- O Palácio Tiradentes, com fachada de 1926, tem seis colunas de ordem coríntia de doze metros de altura na praça XV, e foi concebido pelos arquitetos Archimedes Memória e Francisco Couchet em estilo eclético.
- A construção busca transmitir estabilidade e progresso da Primeira República, refletindo valores da República Velha.
- As fundações profundas foram necessárias pela proximidade com a Baía de Guanabara, usando técnicas de estaqueamento para evitar recalque.
- No interior, o plenário Barbosa Lima Sobrinho recebe iluminação natural por claraboia de vitrais; o piso é mosaico, há escadaria em mármore de Carrara e painéis históricos de artistas brasileiros.
- O edifício, hoje sede da Assembleia Legislativa do Rio de Janeiro, sofre com poluição e maresia, sendo restaurado com técnicas como limpeza a laser e orientação do Instituto Estadual do Patrimônio Cultural (INEPAC).
O Palácio Tiradentes, erguido em 1926, surge com fachada imponente na Praça XV, no centro do Rio de Janeiro. Construído para refletir a República Velha, combina elegância arquitetônica com função cívica, destinado a abrigar a atuação do Legislativo.
Dessa forma, o edifício se tornou símbolo da arquitetura nacional, destacando-se pela grandiosidade de sua presença urbana. Seu papel histórico vai além da estética, configurando-se como palco de debates que moldaram o Brasil.
Estrutura e design
O projeto, assinado pelos arquitetos Archimedes Memória e Francisco Couchet, utiliza o estilo eclético, mesclando neoclássico, renascentista e barroco. Essa combinação busca transmitir estabilidade, ordem e progresso.

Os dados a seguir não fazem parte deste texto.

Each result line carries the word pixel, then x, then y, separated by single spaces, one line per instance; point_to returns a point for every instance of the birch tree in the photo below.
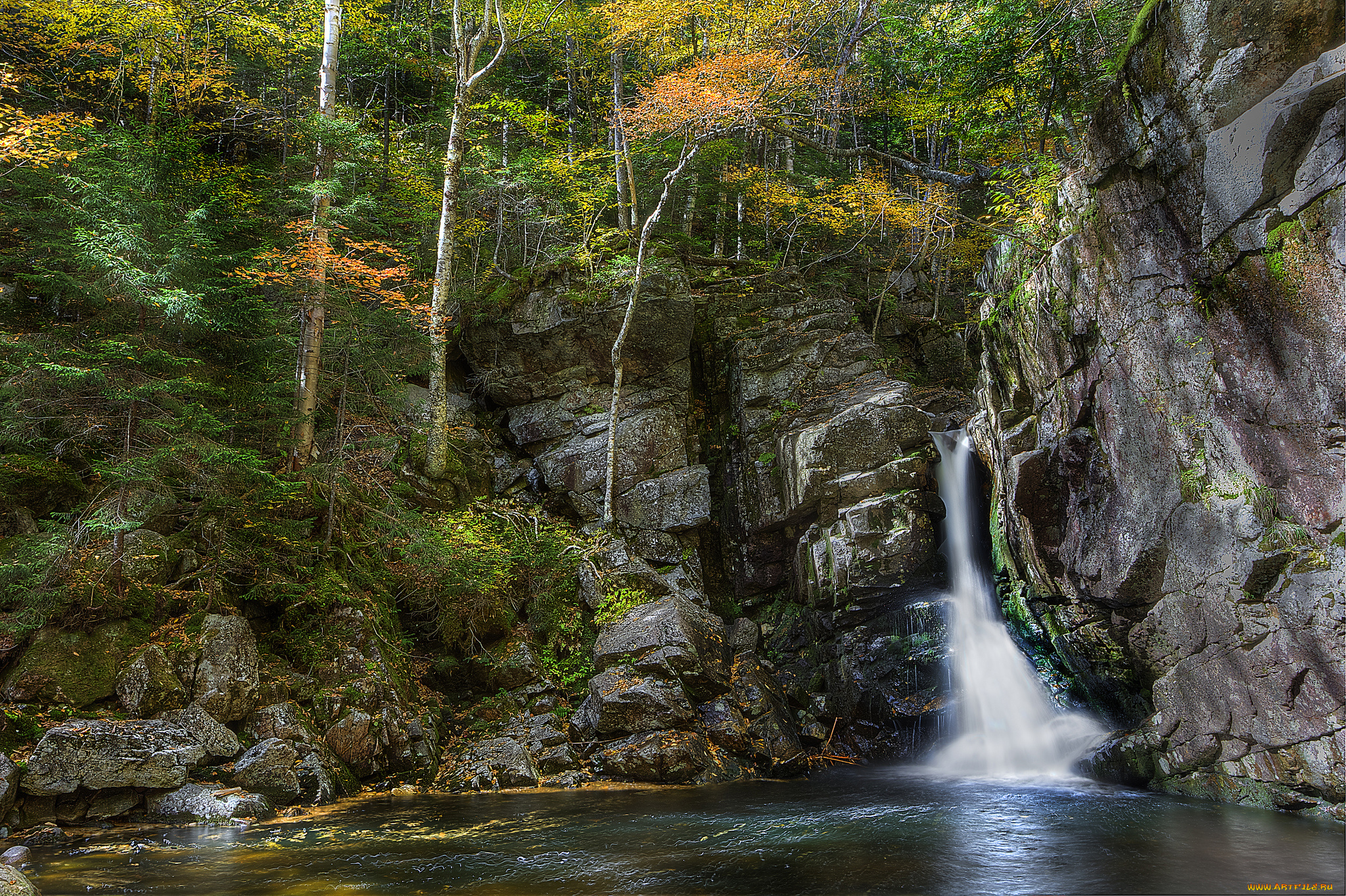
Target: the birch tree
pixel 313 317
pixel 711 100
pixel 469 39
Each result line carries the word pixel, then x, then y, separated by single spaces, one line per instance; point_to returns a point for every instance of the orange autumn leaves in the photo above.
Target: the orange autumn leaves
pixel 363 269
pixel 728 91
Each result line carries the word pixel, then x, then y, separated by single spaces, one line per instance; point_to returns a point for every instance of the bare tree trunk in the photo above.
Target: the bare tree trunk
pixel 738 252
pixel 466 49
pixel 624 208
pixel 689 208
pixel 314 314
pixel 338 453
pixel 723 200
pixel 571 102
pixel 689 151
pixel 119 541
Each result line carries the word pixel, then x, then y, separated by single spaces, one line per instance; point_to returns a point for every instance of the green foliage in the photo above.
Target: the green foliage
pixel 478 568
pixel 618 603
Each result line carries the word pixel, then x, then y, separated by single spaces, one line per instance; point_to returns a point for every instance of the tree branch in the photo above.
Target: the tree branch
pixel 976 181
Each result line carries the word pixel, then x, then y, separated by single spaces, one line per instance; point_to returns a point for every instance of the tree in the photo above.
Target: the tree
pixel 314 315
pixel 695 106
pixel 469 38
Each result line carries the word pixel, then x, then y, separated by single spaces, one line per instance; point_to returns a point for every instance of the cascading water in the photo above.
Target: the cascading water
pixel 1007 724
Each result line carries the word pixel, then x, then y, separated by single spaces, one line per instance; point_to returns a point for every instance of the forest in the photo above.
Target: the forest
pixel 919 422
pixel 235 233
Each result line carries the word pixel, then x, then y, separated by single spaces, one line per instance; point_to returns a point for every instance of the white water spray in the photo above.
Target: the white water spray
pixel 1007 724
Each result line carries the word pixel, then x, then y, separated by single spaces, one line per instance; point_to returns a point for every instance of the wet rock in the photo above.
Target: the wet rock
pixel 668 757
pixel 545 743
pixel 873 547
pixel 9 785
pixel 269 770
pixel 372 743
pixel 46 836
pixel 515 665
pixel 30 811
pixel 618 567
pixel 221 675
pixel 490 765
pixel 96 755
pixel 15 856
pixel 218 740
pixel 200 803
pixel 109 803
pixel 150 685
pixel 14 882
pixel 743 634
pixel 670 637
pixel 1178 556
pixel 569 779
pixel 675 502
pixel 624 700
pixel 860 437
pixel 286 721
pixel 726 725
pixel 770 725
pixel 69 667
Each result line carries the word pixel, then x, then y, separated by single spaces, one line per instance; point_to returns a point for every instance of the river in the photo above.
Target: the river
pixel 877 829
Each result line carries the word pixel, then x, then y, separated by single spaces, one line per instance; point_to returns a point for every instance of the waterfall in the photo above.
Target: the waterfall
pixel 1006 723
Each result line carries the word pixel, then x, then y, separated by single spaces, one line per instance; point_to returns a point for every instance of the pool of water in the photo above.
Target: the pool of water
pixel 847 830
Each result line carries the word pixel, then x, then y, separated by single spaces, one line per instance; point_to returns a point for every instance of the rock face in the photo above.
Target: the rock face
pixel 221 676
pixel 490 765
pixel 1165 413
pixel 200 803
pixel 69 667
pixel 95 755
pixel 149 684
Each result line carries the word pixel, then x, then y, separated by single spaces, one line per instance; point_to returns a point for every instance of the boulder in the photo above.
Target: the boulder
pixel 269 770
pixel 545 743
pixel 873 547
pixel 69 667
pixel 30 811
pixel 221 675
pixel 12 883
pixel 618 567
pixel 96 753
pixel 770 725
pixel 665 757
pixel 9 785
pixel 109 803
pixel 624 700
pixel 46 836
pixel 490 765
pixel 380 742
pixel 201 803
pixel 726 725
pixel 674 502
pixel 674 637
pixel 286 721
pixel 149 684
pixel 859 437
pixel 512 665
pixel 218 740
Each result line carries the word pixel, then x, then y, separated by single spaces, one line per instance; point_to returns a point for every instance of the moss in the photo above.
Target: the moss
pixel 39 483
pixel 72 667
pixel 1139 32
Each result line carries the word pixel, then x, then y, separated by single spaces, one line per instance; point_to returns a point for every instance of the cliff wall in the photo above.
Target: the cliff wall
pixel 1163 409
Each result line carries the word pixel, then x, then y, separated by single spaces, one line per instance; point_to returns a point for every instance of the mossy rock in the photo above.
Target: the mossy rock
pixel 41 485
pixel 70 667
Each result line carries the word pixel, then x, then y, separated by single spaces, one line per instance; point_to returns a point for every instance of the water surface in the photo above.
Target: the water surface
pixel 848 830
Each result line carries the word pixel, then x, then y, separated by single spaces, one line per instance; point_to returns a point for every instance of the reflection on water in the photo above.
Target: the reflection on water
pixel 863 830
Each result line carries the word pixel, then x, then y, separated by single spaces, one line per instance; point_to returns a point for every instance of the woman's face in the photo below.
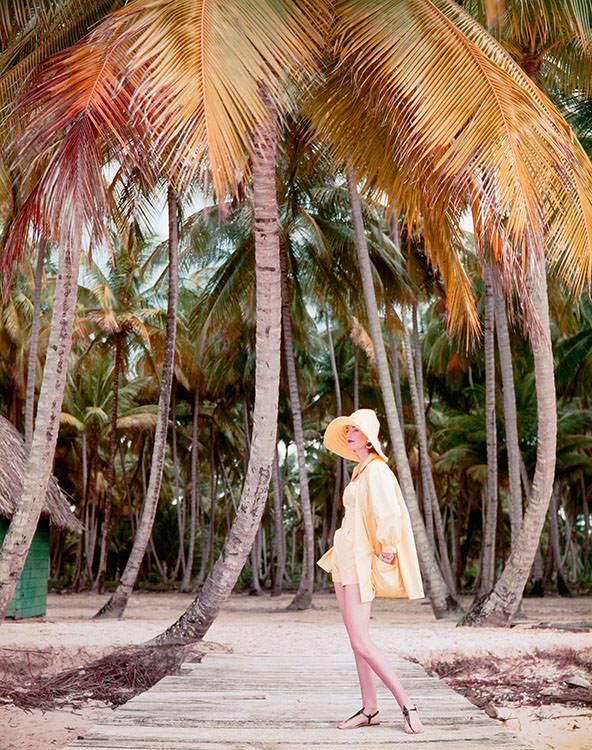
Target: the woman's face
pixel 356 440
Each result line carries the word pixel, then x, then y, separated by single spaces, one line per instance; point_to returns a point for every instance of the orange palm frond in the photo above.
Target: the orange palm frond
pixel 76 113
pixel 198 68
pixel 429 109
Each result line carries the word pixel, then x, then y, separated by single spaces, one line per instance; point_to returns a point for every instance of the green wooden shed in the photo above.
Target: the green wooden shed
pixel 30 596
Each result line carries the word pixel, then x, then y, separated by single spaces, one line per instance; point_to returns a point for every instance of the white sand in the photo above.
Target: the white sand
pixel 263 625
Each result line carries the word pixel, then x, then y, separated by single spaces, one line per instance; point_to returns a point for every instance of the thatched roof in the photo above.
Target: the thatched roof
pixel 12 468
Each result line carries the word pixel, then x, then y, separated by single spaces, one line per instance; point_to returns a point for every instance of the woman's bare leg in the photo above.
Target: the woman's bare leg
pixel 365 677
pixel 356 616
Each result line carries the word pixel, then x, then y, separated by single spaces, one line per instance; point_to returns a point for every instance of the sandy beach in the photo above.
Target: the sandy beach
pixel 530 661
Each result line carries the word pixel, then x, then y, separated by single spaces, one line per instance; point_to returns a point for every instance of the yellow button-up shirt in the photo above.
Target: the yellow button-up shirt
pixel 381 523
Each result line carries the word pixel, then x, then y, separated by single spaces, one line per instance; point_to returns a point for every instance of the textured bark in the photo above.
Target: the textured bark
pixel 418 416
pixel 24 521
pixel 120 597
pixel 196 621
pixel 499 607
pixel 34 345
pixel 491 500
pixel 430 496
pixel 396 378
pixel 180 503
pixel 278 522
pixel 303 597
pixel 586 525
pixel 99 583
pixel 441 599
pixel 195 495
pixel 510 417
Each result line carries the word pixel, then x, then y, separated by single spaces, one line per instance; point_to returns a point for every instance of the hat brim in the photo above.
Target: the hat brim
pixel 335 439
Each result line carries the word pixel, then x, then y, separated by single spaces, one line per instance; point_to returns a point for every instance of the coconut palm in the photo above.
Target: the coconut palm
pixel 118 601
pixel 382 92
pixel 117 314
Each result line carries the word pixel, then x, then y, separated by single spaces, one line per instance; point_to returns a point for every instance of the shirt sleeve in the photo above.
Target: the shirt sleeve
pixel 384 497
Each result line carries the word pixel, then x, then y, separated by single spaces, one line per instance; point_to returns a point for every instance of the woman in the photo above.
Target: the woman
pixel 373 554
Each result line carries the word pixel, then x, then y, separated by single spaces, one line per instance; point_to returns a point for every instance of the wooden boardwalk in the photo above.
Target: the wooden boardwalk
pixel 267 702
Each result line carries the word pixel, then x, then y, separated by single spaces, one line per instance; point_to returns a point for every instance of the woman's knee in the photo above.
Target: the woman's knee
pixel 360 643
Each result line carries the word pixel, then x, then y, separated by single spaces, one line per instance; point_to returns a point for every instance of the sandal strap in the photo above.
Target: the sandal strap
pixel 406 710
pixel 363 713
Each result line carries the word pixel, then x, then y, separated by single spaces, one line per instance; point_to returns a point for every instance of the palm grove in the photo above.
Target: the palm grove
pixel 182 385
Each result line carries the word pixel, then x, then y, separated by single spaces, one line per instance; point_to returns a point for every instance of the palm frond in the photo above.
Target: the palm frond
pixel 199 68
pixel 431 111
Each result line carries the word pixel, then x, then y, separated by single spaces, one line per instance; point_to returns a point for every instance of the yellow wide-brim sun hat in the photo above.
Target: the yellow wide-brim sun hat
pixel 365 420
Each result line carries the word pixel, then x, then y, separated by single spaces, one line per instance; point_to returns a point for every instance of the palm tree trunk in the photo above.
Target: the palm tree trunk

Na fachada principal, seis colunas de ordem coríntia, cada uma com 12 metros de altura, dominam a paisagem. A obra, segundo a ALERJ, foi pensada para rivalizar com parlamentos europeus.
Desafios de engenharia
O Palácio foi edificado no local da antiga Cadeia Velha, o que exigiu fundações profundas por ficar próximo à Baía de Guanabara. Técnicas de estaqueamento da época asseguraram a estabilidade do maciço.
Para entender a comparação com edificações modernas, observa-se que o Tiradentes utiliza paredes portantes espessas e cantaria, diferente do esqueleto de concreto ou aço comum após 1960.
Interior e elementos artísticos
O plenário Barbosa Lima Sobrinho está no centro, com uma claraboia de vitrais que retrata o céu da Proclamação da República. A estrutura metálica permite abundante luz natural.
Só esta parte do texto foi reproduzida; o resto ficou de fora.